A shop on the high street in one part of the borough for a few weeks is not, by any stretch of the imagination, a panacea for the myriad challenges we need to overcome in order to realise the vision of the Cooperative Council. Rather, it is an experiment in the art of the possible…an attempt to test out a new way of working with citizens, which we can learn from and apply to other parts of the organisation in the future.

We are not content to sit in the Town Hall and pump out laudable policy documents about how things will be different in the future. The Work Shop takes the conversation out into the community, changes the rules of engagement and, we hope, provides an opportunity for a more creative and meaningful conversation about what the Cooperative Council could be.

If you’re in the area, pop in for a cup of tea and a chat. If not, then we’ll be posting regular updates as we go along…and of course, we’d love to hear what you think!

You can find the Work Shop on twitter and flickr.

10 Tips for Effective Participation

I wrote this some years ago, but in the last few weeks i’ve had reason to dig it out and share it with people, so i figured it was worth posting here too….


It probably doesnt tell you anything you don’t know already…but hopefully serves as a useful reminder when thinking about involving people in a meaningful way.

I’d be interested to hear your own tips and hints on engagement and participation too, as well as any comments on mine.



Toby’s 10 Top Tips for Effective Participation   

1.   Built in not bolted on

Effective community engagement means thinking about it at the outset. Involving people at every stage of the process can greatly improve the quality and the sense of ownership with what’s happening.


2.   Kill apathy as a concept

Despite a widespread belief that people aren’t interested, the reality is that they do care about the issues that affect them. Start where people are at, not where you want them to be.


3.   Be clear about the constraints

Don’t promise the world if you can’t deliver it! It’s better to offer something small you can deliver than to offer something big that you can’t. Try to be clear where the boundaries are, who makes the final decisions and what resources are available.

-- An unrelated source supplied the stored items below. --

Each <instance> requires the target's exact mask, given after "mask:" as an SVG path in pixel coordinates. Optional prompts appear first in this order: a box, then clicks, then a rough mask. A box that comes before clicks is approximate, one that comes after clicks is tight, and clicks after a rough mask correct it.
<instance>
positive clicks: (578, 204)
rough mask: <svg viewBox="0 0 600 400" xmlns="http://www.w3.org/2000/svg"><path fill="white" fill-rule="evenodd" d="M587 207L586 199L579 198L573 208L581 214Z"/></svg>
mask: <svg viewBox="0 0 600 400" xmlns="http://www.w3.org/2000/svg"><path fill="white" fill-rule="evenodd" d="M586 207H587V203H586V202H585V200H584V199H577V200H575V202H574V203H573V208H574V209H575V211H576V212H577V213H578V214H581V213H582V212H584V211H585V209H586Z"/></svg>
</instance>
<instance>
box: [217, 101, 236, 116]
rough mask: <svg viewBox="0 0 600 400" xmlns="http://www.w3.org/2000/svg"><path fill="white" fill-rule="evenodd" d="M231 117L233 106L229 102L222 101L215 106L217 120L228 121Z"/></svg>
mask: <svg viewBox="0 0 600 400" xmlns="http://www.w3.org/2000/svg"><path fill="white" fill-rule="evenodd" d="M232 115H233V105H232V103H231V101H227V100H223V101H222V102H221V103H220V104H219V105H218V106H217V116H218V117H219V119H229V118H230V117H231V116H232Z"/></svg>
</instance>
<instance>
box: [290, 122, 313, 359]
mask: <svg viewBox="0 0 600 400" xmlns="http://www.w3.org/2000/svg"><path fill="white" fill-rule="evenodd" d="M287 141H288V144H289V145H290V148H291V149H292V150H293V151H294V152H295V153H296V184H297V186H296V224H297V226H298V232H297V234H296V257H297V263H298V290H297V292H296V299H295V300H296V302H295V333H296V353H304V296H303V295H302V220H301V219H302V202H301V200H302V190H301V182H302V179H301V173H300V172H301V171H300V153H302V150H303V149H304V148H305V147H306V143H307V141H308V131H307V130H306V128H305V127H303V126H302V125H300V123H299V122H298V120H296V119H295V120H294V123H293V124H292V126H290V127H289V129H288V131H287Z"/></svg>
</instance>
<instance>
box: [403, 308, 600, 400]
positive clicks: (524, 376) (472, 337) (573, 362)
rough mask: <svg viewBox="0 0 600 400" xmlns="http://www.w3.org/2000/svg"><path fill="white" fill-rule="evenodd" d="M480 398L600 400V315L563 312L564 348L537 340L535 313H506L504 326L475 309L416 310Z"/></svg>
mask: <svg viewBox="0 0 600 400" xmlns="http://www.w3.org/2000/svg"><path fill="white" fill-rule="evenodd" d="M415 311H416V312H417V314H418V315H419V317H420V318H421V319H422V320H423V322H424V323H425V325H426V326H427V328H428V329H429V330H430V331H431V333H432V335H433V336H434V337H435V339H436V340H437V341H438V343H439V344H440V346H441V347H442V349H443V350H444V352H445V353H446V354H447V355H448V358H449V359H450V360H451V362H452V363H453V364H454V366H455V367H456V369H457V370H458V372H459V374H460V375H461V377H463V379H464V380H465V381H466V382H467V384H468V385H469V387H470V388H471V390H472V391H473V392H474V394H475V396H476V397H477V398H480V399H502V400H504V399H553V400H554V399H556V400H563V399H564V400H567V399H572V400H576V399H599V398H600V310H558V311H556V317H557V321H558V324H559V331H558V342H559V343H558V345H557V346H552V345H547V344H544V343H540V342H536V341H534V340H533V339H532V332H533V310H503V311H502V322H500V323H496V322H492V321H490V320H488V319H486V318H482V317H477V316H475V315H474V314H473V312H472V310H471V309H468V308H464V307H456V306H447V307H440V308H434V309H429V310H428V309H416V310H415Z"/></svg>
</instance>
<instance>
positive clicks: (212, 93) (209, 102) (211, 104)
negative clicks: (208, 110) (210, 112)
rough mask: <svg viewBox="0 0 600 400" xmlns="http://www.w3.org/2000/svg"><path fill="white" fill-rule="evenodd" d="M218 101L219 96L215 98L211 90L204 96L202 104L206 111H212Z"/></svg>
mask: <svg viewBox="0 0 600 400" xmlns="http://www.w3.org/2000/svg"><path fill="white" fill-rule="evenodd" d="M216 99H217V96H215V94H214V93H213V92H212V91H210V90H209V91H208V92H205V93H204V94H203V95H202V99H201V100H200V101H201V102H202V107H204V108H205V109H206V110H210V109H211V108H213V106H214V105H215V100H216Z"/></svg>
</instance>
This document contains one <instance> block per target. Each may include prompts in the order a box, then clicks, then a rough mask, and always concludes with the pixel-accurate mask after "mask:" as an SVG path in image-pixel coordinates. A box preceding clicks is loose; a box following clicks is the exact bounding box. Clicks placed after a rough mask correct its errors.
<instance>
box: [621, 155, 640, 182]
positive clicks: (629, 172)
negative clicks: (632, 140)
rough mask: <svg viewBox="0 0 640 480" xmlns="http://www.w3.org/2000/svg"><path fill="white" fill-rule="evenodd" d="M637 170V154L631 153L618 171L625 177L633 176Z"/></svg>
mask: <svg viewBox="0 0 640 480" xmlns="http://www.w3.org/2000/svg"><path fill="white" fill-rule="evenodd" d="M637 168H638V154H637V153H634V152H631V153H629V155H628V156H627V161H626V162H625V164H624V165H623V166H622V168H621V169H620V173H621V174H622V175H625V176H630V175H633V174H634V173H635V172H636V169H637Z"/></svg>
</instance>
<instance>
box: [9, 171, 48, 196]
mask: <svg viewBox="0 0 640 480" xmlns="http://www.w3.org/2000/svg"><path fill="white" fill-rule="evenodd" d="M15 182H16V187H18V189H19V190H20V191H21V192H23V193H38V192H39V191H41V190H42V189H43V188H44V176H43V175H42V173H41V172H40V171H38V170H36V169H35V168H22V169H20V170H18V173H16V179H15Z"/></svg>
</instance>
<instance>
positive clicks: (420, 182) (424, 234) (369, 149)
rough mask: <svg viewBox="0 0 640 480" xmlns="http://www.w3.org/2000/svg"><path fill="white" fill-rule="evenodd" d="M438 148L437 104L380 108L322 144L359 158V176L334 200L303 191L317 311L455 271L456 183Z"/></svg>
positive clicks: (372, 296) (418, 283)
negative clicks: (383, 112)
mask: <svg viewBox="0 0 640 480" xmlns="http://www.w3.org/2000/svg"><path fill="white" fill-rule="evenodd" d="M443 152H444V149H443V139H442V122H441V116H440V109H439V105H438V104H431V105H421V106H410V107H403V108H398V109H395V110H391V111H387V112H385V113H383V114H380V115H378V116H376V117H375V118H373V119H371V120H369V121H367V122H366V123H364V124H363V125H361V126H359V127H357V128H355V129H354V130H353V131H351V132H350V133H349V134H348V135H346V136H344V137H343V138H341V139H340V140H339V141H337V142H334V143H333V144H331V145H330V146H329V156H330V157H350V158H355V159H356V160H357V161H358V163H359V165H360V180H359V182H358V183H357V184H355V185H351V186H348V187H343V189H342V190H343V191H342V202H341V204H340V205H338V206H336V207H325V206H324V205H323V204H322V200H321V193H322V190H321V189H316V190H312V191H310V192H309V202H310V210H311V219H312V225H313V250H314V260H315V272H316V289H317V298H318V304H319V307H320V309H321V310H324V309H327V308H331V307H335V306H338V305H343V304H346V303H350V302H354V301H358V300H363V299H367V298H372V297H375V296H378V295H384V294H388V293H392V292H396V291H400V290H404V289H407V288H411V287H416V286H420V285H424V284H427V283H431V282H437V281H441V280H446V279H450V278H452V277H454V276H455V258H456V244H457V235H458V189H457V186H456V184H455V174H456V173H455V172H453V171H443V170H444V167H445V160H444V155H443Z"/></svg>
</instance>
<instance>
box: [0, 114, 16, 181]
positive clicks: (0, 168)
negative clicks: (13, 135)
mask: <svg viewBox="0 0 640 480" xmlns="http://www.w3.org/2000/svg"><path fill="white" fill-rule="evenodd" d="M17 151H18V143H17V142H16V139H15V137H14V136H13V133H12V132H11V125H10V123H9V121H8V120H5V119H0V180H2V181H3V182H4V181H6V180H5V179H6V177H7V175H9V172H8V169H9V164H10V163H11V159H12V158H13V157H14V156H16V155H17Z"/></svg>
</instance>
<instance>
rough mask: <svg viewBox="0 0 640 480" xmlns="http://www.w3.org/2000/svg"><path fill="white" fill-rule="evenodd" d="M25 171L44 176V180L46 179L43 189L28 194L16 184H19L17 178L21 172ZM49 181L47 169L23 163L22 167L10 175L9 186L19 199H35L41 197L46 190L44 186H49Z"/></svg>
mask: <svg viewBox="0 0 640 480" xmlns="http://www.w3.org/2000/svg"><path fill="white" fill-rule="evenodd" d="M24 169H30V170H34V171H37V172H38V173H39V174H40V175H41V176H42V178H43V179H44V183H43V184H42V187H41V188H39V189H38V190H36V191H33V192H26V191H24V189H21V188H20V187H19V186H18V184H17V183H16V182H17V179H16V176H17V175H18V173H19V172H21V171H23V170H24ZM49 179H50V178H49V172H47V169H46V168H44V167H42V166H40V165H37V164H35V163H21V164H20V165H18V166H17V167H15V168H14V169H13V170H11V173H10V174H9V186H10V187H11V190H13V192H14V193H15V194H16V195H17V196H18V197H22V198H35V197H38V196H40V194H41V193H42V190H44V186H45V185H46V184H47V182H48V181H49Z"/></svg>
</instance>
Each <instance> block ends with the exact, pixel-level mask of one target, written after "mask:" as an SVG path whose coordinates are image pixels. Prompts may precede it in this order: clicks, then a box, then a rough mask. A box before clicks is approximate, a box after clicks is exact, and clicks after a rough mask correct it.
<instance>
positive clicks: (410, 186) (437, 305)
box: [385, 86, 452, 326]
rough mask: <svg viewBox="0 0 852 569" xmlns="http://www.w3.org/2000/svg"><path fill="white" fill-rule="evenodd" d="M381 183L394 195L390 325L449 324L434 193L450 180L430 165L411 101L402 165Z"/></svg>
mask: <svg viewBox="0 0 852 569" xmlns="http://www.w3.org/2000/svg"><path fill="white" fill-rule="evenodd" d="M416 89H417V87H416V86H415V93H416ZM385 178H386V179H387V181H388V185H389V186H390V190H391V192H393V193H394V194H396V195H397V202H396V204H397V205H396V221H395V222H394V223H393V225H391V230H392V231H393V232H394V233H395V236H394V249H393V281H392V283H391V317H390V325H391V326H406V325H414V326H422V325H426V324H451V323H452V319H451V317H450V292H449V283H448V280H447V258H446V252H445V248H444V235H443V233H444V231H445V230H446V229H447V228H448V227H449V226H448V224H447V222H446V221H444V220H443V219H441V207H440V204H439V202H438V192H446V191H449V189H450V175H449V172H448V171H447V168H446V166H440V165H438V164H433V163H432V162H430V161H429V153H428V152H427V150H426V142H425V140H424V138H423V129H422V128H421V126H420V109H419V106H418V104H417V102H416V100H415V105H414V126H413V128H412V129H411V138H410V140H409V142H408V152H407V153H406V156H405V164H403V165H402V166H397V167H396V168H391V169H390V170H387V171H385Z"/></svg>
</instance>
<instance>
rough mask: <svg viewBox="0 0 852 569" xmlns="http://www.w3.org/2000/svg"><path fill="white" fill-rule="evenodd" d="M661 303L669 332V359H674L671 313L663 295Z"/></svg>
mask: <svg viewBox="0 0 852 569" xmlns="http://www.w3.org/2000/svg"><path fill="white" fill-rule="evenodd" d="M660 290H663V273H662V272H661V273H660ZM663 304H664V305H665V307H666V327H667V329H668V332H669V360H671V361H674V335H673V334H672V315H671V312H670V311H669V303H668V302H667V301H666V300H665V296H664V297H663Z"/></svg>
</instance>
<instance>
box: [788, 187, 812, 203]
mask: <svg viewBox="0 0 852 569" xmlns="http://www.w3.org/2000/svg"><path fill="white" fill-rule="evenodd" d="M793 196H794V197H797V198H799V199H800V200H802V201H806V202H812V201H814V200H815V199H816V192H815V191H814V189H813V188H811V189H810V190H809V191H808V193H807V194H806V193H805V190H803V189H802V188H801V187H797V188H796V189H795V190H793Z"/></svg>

4.   It’s a marathon not a sprint

Delivering change and regenerating communities takes a long time. Be prepared for the long haul; everyone gets disheartened if things take forever to happen, but try be realistic about how long things take too.


5.   Communication x10

Show what has been achieved – it’s not just about doing it’s about letting people know how things are going. Make sure you let people know what is going on—information is always the first stage! Two-way dialogue is critical to any change process.


6.   Have a champion

The most successful strategies have someone – or often lots of people at different levels – pushing them forward who really believes in the cause. If community engagement is important, make sure it’s included as part of people’s roles.


7.   Make it meaningful

Remember that any plans you make should lead to action. Everyone gets bored of participating when nothing is actually happening. As people see things happening, confidence in the process will follow and soon there’ll be no holding them back!


8.   Assess your goals at every stage

Keep asking yourself—is what we are trying to do realistic? Targets should be clear and achievable (SMART) and have milestones along the way. But don’t be afraid to change direction as you go along if that makes more sense.


9.   Be prepared to be unprepared

If you think you know exactly what’s going to happen, it’s probably not engagement. Don’t try to stifle or control the process too much. Be flexible and prepared to respond to what’s happening around you.


10.       Have fun!

Anything new can be scary but remember to have fun! Fun is not the F-word and if you want people to get involved it’s got to appeal. After all, well-being is important to us all.